Bueno, la partición existe... Eso quiere decir que, o bien el tipo de sistema de ficheros que estás usando para montarla es incorrecto, o bien está dañado.

Si el problema es el primero, entonces todo debería andar si usas el tipo correcto en la línea correspondiente de tu fstab.

Si el problema es el segundo la cosa es más complicada, y podrías perder datos. Tendrías que usar fsck para intentar repararlo, pero eso podría terminar de corromperlo todo   :Rolling Eyes: 

----------

## johpunk

eso mismo me paso a mi revisa tu fstab, al parecer pusiste como particion ext3 una particion que no existe, lo digo pq a mi me paso y con tan solo modificar mi fstab lo acomode  :Very Happy:  saludos!

----------

## ZaPa

Hola de nuevo a todos..

Despues de multiples investigaciones.. creo que el problema es de la particion /boot.. ya que al montar /dev/sda3 en /mnt/gentoo con el live cd, ya tenia dentro una carpeta llamada boot.. lo cual eso esta mal,no? ya que mi particion boot es /dev/sda1 y aun no habia sido montada por mí...

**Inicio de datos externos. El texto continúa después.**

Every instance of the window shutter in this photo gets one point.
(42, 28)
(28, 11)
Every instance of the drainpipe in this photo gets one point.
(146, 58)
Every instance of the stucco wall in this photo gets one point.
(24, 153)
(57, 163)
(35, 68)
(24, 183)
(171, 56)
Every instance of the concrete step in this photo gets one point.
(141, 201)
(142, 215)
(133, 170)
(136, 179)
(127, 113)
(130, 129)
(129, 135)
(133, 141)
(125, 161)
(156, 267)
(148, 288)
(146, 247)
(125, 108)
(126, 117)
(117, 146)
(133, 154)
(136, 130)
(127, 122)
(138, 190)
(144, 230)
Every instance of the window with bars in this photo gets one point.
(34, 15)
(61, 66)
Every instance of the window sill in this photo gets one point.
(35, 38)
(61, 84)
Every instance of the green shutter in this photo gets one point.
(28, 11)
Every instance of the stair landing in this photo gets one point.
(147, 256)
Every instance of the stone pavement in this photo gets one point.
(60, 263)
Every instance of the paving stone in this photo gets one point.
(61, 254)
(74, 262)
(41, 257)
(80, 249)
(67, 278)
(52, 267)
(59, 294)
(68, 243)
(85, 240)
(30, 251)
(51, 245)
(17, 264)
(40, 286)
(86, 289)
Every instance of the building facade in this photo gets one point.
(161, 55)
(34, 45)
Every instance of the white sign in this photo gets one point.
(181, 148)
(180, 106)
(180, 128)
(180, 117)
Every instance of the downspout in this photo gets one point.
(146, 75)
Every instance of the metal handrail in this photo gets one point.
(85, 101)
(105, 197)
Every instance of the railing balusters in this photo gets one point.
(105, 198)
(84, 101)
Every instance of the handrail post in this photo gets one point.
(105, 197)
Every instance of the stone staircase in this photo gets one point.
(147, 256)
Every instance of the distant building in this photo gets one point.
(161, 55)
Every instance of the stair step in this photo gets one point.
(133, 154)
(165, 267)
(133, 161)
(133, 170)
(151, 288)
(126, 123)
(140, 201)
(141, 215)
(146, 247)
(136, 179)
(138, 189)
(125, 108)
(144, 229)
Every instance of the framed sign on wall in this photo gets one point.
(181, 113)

Entonces creo que puede ser este el problema, he borrado esa carpeta /boot que tenia en /dev/sda3, y he instalado grub de nuevo en /dev/sda1 y en princpio todo bien... ahora le he dicho en el grub.conf que el kernel esta en (hd0,0) real root=/dev/sda3 y me dice que no encuentra la imagen del kernel :S que extraño..

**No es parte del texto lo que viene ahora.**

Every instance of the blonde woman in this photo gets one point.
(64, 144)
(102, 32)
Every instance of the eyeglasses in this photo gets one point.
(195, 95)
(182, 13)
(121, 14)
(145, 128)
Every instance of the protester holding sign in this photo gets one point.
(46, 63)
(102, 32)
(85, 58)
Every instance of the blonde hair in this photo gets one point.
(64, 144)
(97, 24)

Me aparece el mensaje diciendome, que el fichero de la imagen del kernel no existe y la pantalla a rallas.. como en blanco y negro.. esto porqué ocurre?

Alguna idea?

Saludos.

----------

## Inodoro_Pereyra

 *ZaPa wrote:*   

> Hola de nuevo a todos..
> 
> Despues de multiples investigaciones.. creo que el problema es de la particion /boot.. ya que al montar /dev/sda3 en /mnt/gentoo con el live cd, ya tenia dentro una carpeta llamada boot.. lo cual eso esta mal,no? ya que mi particion boot es /dev/sda1 y aun no habia sido montada por mí...
> 
> Entonces creo que puede ser este el problema, he borrado esa carpeta /boot que tenia en /dev/sda3, y he instalado grub de nuevo en /dev/sda1 y en princpio todo bien... ahora le he dicho en el grub.conf que el kernel esta en (hd0,0) real root=/dev/sda3 y me dice que no encuentra la imagen del kernel :S que extraño..
> ...

 

Zapa, la pantalla rayada y en blanco y negro se produce por tener mal especificada la línea que apunta a la imagen de fondo en tu grub.conf...

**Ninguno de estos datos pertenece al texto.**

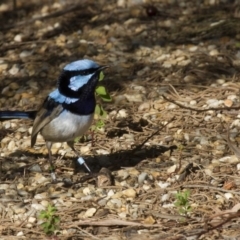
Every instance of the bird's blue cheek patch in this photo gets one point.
(58, 97)
(77, 82)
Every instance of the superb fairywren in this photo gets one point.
(68, 111)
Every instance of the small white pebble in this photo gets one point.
(228, 195)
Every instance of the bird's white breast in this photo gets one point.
(66, 127)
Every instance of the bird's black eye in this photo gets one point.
(85, 72)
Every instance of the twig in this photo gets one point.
(200, 110)
(210, 187)
(112, 222)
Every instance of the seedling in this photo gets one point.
(51, 220)
(182, 202)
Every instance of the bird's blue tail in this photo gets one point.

La carpeta boot es el punto de montaje para la partición en donde decidas copiar tu kernel y donde irá a parar grub y todos sus archivos. /boot debe existir como entrada de directorio dentro del arbol de la unidad raíz. Ya desde el comienzo tenés un error conceptual en ese punto. 

Puede que tu /boot/grub/device.map esté nombrando de otra forma al disco que te interesa, que el kernel no tenga soporte para ext2/3 (no se me ocurre como te podría haber pasado pero que se puede, se puede), o que simplemente se esté poniendo a funcionar el disco con el driver IDE genérico en el kernel antes que con el Serial ATA correspondiente...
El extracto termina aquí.